01Research in Context

01

What this study did

The team worked with six high-school students who had severe intellectual disability.

Each student got three kinds of laundry lessons: picture cards, a tabletop washer made of cardboard, or trips to a real laundromat.

Teachers recorded how many steps each kid got right during lessons and later at a new laundromat they had never visited.

02

What they found

All kids learned fastest when they practiced with real machines instead of pictures or cardboard.

After only two community trips every student could do a full wash cycle in a brand-new laundromat with no help.

Kids who saw only pictures or cardboard needed extra lessons before they could wash clothes anywhere else.

03

How this fits with other research

Miller et al. (2020) later showed the same pattern with airport trips: five autistic preschoolers mastered real air travel after three short VR practices.

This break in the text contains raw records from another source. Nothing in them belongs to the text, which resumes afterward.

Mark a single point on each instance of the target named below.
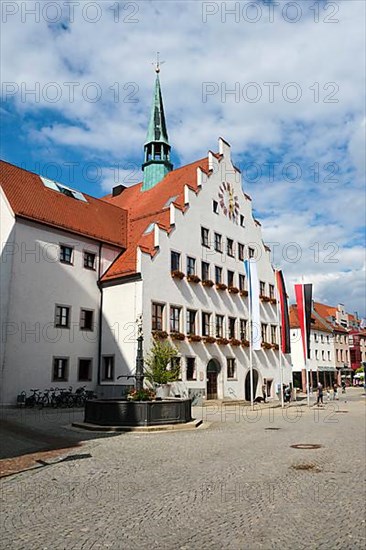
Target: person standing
(320, 394)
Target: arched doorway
(213, 369)
(247, 384)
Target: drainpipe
(100, 315)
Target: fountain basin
(120, 412)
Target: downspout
(100, 316)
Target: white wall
(39, 282)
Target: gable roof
(30, 199)
(151, 206)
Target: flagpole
(280, 346)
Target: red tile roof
(316, 324)
(149, 207)
(30, 199)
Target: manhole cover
(306, 446)
(306, 467)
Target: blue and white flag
(253, 292)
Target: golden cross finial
(158, 63)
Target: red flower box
(209, 340)
(193, 279)
(177, 274)
(194, 338)
(221, 286)
(233, 289)
(177, 336)
(207, 282)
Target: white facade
(33, 283)
(123, 303)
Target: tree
(161, 369)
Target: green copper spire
(156, 148)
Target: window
(218, 275)
(85, 370)
(191, 266)
(89, 260)
(206, 319)
(60, 369)
(174, 261)
(191, 321)
(218, 242)
(205, 237)
(175, 318)
(191, 368)
(86, 319)
(66, 254)
(157, 316)
(205, 268)
(230, 247)
(219, 326)
(232, 327)
(176, 362)
(231, 368)
(62, 319)
(108, 367)
(243, 329)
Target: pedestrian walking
(320, 394)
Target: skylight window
(169, 201)
(61, 188)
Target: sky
(282, 82)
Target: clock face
(229, 201)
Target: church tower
(156, 148)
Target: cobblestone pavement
(234, 485)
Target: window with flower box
(273, 334)
(218, 275)
(230, 247)
(206, 320)
(219, 325)
(191, 321)
(264, 332)
(191, 368)
(157, 316)
(174, 261)
(232, 327)
(243, 329)
(205, 237)
(191, 266)
(218, 242)
(175, 314)
(231, 367)
(205, 271)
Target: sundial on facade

Smits-Engelsman et al. (2023) looked like they disagreed when kids with coordination disorder kept video-game balance skills but failed to use them on real playground beams.

The difference is task type: laundry and airport steps stay the same on screen and in life, while playground beams feel very different from a game mat, so the studies actually line up.

Chezan et al. (2019) reviewed 21 motor-skill papers and found the same rule: practice must match the real world if you want the skill to travel there.

04

Why it matters

If you want laundry, shopping, or bus-riding skills to stick, skip the miniatures and worksheets.

Take students to the actual location early and often.

Two or three real-site visits can replace weeks of classroom drills and give you faster generalization for free.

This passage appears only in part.